From Netherworld Research
Revision as of 10:45, 26 February 2017 by FireFly (Talk | contribs) (Document LZS archives as found in D2PC)

(diff) ← Older revision | Latest revision (diff) | Newer revision → (diff)
Jump to: navigation, search

The LZS format appears to be a compression format used for compressed archives. Here, both the compression and the underlying archive format are described.

It appears in at least Disgaea 2 PC.

Magic

The file starts with a char magic[4] "dat\0", not part of the compressed data.

Compression

LZ77-based compression (that is, has literal data and backreferences, the latter referring back to a portion of data that has already been output but occurs again).

struct header {
  u32 compressed_size;    // including this 12-byte header
  u32 decompressed_size;
  u32 marker;             // marker used to denote backrefs in the compressed data. 0x00-0xFF.
};

This header is followed by the compressed data, which consists of literal bytes (copied straight to output) or backrefs. Backrefs are encoded as

struct backref { u8 marker, dist, count; };

representing that count bytes should be copied from dist back into the output history. If dist > marker, then 1 should be subtracted from it.

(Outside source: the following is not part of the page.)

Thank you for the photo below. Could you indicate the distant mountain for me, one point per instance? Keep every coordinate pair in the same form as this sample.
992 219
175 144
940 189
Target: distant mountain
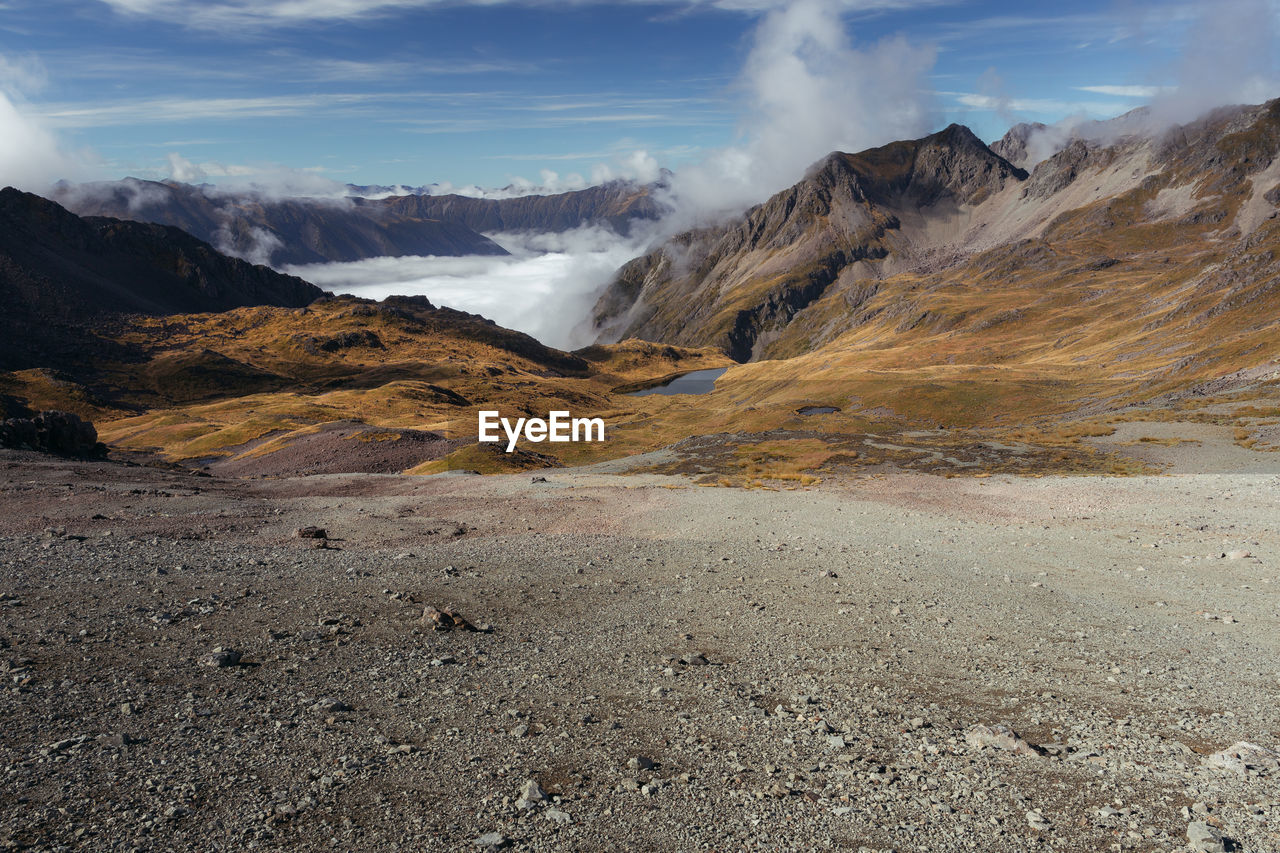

Why this extra complication? Because two marker bytes in a row denote an escaped literal marker byte. Thus, a decompression loop looks something like this:

while (read_ctr < header.compressed_size - sizeof(struct header)) {
  u8 v = READ();
  if (v == header.marker) {
    u8 dist = READ();
    if (dist == header.marker) {
      WRITE(header.marker);  // marker repeated twice = an escaped marker byte
    } else {
      u8 count = READ();
      if (dist > header.marker) dist--;
      for (size_t i = 0; i < count; i++) WRITE(HISTORY(dist));
    }
  } else {
    WRITE(v);
  }
}

After this step, header.decompressed_size bytes should have been written.

Archive format

The underlying archive consists of a header with the number of files, a table of offsets and filenames, and file data; nothing weird here.

struct header {
  u32 count;  // #files in the archive
  u32 unk1;   // 0
  u32 unk2;   // 0
  u32 unk3;   // 0
};

The header is followed by `header.count` file entries.

struct file_entry {
  u32 end_offset;
  char filename[0x1C];
};

After this comes the file data. The first file runs from this point for `entries[0].end_offset` bytes. That is, all of the end_offsets are counted starting from after the file metadata table.